After the DTO comes back from the view (most web frameworks work like this) simply load the whole entity and fill only the fields that are present in the DTO.
But it seems like it's the persistence that is troubling you. Assuming you are using Hibernate, you can take advantage of dynamic-update setting:
dynamic-update (optional - defaults to false): specifies that UPDATE SQL should be generated at runtime and can contain only those columns whose values have changed.
In this case you are still loading the whole entity into memory, but Hibernate will generate as small UPDATE as possible, including only modified (dirty) fields.
Another approach is to have separate entities for each use-case/view. So you'll have an entity with only id and password, entity with only address data, etc. All of them are mapped to the same table, but to different subset of columns. This easily becomes a mess and should be treated as a last resort.

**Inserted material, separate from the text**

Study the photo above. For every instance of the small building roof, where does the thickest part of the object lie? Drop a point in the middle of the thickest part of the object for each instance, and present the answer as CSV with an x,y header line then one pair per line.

See the hibernate reference here
For persist()
persist() makes a transient instance persistent. However, it does not guarantee that the
identifier value will be assigned to the persistent instance immediately, the assignment
might happen at flush time. persist() also guarantees that it will not execute an INSERT
statement if it is called outside of transaction boundaries. This is useful in long-running
conversations with an extended Session/persistence context.
For merge
if there is a persistent instance with the same identifier currently associated with the session, copy the state of the given object onto the persistent instance
if there is no persistent instance currently associated with the session, try to load it from the database, or create a new persistent instance
the persistent instance is returned
the given instance does not become associated with the session, it remains detached
persist() and merge() has nothing to do with the fact that the columns are modified or not .Use dynamic-update as #Tomasz Nurkiewicz has suggested for saving only the modified columns .Use dynamic-insert for inserting not null columns .
Some JPA providers such as EclipseLink support fetch groups. So you can load a partial instance and update it.